Suara.com - Tim gabungan dari TNI Angkatan Laut, Kementerian Kelautan dan Perikanan (KKP) serta Kepolisian di bawah koordinasi Satgas 115 menangkap kapal asing STS-50 di Pulau Weh, Sabang, Aceh pada 11-12 April lalu. Kapal asing ini diduga milik Rusia, namun saat ditangkap kapal menggunakan bendera Kamboja.
Kapal tangkap ikan berukuran besar ini ditangkap karena melintas di wilayah perairan Indonesia tanpa dilengkapi dokumen, surat-surat.

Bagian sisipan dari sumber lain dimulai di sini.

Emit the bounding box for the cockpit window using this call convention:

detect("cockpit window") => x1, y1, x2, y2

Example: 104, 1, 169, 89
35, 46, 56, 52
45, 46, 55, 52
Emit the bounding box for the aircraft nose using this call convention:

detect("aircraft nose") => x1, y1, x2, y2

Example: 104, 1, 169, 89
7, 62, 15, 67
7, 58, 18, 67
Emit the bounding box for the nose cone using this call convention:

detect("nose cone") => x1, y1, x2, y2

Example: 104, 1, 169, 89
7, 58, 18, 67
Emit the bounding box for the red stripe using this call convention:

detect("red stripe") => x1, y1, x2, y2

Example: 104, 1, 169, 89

Diduga ada perdagangan orang terhadap anak buah kapal di STS-50 tersebut.
"Tim gabungan telah memeriksa dugaan perdagangan orang terhadap 20 ABK WNI. Mereka berasal dari Jawa Barat, Jawa Tengah dan Sulawesi Selatan," kata Menteri Kelautan dan Perikanan Susi Pudjiastuti di kantornya, Rabu (18/4/2018).
Dia menjelaskan, 20 ABK WNI itu direkrut dan disalurkan oleh PT Grand Samudra Jaya yang berkantor di kawasan Kelapa Gading, Jakarta Utara. Agen penyalur itu diduga mengetahui sejarah operasi ilegal kapal STS-50.

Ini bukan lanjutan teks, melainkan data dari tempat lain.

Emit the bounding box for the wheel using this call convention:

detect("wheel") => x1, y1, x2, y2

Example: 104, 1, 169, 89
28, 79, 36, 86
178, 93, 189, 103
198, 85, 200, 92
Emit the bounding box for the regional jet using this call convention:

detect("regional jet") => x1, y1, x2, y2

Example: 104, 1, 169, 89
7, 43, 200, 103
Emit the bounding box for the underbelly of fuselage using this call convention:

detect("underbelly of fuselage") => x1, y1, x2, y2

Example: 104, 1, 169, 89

Baca Juga: Menteri Susi: Empat Kapal Asing Penyelundup Narkoba Ditangkap
Sebelum para ABK diberangkatkan bekerja di kapal itu, mereka diwajibkan menandatangani perjanjian kerja laut (PKL) yang menggunakan bahasa Indonesia dan Inggris. Namun tak diizinkan membaca seutuhnya isi dari PKL tersebut dan diminta untuk segera menandatanganinya.
"Para ABK juga menyatakan mereka diminta bayaran sebesar Rp1 juta sampai Rp3 juta sebagai biaya pengurusan melalui PT GSJ," ujar dia.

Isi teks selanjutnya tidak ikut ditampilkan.